The Role of Consensus in Replicated Storage Systems

Paxos is to agree on one decision. Multi-Paxos as Raft is to agree on a sequence of decisions which could be a replicated log.

Apache Kafka: KRaft

Terminology: Kafka’s topic is like a replicated log for a storage node.

Kafka is a distributed system composed of clients and servers which communicate through TCP, providing services for event streaming. It is deployed in various environments including hardwares, VMs, containers in on-premise and cloud.

Kafka replicates the log for each topic’s partition across a certain number of servers. It adopts Raft-like protocol to maintain the identical logs between a leader and followers. However, instead of using majority vote, a Kafka node maintains a set of in-sync (active, live) replicas (ISR, like a session list) to elect a leader. The drawback of majority vote is that it takes a few failures to leave a quorum system with no electable leaders. Enough redundancy to tolerate single point failure will sacrifice the throughput a lot for large data. A write to a topic’s partition is committed until all sessions in the ISR have received the write. Thus any replica that is in-sync is eligible to be leader. This ISR and f+1 replicas can make a Kafka’s topic tolerate f failures without losing committed messages.

There is another design principle of Kafka that does not require crashed nodes to recover with all data intact. A replica must fully re-sync to rejoin the ISR regardless of lost unflushed data in its crash.

Kafka guarantees the data consistency which is based on at least one in-sync replica. There are two expected behaviors for a system where all the replicas die:

  1. Wait for a replica in the ISR to be alive and choose it as the leader
  2. Choose the first replica (in or outside the ISR) to be alive as the leader

(Availability and Consistency) Kafka uses the first approach as default. The trade-off is between availability and consistency. If the data on the previous in-sync replica was lost, then the system is down for the first approach. Unless we violate the consistency guarantee, and take the first come-back-to-life replica as the leader and make the system available again.

(Availability and Durability) Kafka provides two configurations for the number of acknowledgements (acks) by replicas.

  1. The topic’s partition remains unavailable when all replicas die.
  2. The partition will only accept writes if the size of the ISR is above a certain min.

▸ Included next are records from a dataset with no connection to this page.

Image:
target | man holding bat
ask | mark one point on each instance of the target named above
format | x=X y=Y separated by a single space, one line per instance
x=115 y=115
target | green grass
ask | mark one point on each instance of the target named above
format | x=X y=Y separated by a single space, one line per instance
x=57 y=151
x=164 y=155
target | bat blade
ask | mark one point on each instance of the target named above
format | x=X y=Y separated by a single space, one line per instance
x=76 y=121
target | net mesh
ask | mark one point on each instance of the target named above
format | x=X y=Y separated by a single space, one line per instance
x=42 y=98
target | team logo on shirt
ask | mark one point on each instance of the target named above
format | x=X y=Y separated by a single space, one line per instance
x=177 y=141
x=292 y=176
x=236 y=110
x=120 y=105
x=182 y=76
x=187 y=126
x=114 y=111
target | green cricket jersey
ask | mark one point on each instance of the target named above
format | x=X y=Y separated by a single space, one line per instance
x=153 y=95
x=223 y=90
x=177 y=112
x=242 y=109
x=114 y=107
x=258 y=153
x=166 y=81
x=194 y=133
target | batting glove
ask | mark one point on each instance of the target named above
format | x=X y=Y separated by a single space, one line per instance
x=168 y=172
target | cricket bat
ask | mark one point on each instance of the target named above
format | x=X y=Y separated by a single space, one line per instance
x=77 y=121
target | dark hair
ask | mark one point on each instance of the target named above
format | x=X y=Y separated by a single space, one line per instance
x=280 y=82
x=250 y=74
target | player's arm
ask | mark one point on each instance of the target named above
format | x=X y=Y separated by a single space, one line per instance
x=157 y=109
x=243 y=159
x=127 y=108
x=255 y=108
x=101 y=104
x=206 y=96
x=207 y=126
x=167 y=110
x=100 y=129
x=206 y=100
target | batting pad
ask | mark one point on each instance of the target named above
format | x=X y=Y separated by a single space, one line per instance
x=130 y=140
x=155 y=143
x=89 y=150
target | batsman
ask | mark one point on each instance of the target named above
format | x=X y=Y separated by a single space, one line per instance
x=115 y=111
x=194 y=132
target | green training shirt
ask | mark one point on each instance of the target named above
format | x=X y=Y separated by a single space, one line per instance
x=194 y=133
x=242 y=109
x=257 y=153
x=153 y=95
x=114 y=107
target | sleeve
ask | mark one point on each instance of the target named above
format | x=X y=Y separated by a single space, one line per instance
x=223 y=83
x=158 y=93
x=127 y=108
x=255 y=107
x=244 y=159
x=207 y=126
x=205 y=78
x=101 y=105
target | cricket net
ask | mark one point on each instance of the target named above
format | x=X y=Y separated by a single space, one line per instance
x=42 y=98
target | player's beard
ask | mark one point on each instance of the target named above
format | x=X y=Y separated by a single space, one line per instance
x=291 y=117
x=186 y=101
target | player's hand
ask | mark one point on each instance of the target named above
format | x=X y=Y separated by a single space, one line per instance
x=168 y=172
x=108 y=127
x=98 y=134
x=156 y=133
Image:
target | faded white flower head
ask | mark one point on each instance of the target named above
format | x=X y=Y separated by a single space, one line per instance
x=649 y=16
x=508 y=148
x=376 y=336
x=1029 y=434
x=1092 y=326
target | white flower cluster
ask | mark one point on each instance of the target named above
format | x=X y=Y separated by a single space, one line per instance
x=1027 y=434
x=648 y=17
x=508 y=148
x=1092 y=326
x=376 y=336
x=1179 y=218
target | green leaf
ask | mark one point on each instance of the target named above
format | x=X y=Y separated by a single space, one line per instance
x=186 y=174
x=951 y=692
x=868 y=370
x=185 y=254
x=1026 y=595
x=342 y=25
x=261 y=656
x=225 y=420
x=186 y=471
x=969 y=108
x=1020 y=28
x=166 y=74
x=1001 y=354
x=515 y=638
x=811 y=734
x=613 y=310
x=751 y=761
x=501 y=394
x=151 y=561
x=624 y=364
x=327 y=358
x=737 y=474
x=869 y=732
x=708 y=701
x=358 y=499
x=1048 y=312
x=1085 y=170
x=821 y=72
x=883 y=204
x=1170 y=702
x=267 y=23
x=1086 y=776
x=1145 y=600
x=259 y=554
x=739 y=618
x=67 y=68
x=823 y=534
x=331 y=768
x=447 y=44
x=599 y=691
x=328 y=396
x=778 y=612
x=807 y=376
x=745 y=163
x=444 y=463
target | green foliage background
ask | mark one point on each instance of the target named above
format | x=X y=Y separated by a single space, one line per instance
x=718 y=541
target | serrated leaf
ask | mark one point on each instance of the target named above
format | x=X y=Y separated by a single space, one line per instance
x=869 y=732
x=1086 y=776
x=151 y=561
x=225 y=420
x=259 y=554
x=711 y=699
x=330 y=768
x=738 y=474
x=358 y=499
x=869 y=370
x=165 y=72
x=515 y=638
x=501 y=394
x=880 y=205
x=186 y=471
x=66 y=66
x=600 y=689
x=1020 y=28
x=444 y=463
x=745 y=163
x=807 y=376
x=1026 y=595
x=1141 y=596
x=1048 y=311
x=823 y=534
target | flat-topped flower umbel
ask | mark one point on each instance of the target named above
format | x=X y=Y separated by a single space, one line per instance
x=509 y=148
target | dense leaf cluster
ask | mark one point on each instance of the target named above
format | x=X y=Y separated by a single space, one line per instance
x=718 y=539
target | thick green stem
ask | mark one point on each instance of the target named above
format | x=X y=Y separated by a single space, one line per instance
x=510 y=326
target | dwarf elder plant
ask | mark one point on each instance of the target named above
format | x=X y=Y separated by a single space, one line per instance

A Kafka cluster manages hundreds of the partitions mentioned above. A special controller within each cluster manages the status of all the nodes. If a node dies, the controller will elect a new leader from the remaining nodes of ISR. If the controller fails, another controller will be elected.

Ceph Monitors: Paxos

Ceph is a software defined storage designed to store multiple PB data with high performance without any single point of failure. It’s deployed on commodity hardware or cloud. Reliable Autonomic Distributed Object Store (RADOS) is an object store composed of storage nodes that distributes data reliably and consistently. Object Storage Daemon (ODS) is a service running on the storage node which writes the data to hard drives.

Data replication is performed on ODS. A Ceph client writes to the primary ODS which is found by CRUSH and the cluster map. Then the primary ODS writes the data to the secondary ODSes through the same method. Each ODS writes data to its hard drive.

A Ceph storage cluster maintains monitors which update the topology of the whole cluster through the CRUSH algorithm. Ceph monitors use Paxos and majority vote to achieve strong consistency of the cluster map. They maintain a master copy of the cluster map including the changes to their operating states, the state of the cluster and cluster members etc. A single monitor in a cluster cannot survive single-point failure. There should be at least three monitors to tolerate single-point failure.

EBS Physalia: Paxos

To be continued…

DRBD Split-brain Solution

Terminology:

  1. Replicated data set: According to that a volume contains the replicated data set and and a set of metadata, the replicated data set denotes data, not metadata or states.

A split-brain issue for DRBD, for example, is that the secondary node is disconnected with the primary node and sees itself as the “primary”. This scenario can result in inconsistent data between those two nodes as they both start to service data.

DRBD tries to solve network partitions through preventions (dependency on external cluster resource management tool like Pacemaker), pre-configured auto-recovery (dangerous to lose an amount of data), manual intervention when the issue is detected (but how to solve divergent data case even if you get the admin access), and the quorum method. We will look into the quorum method.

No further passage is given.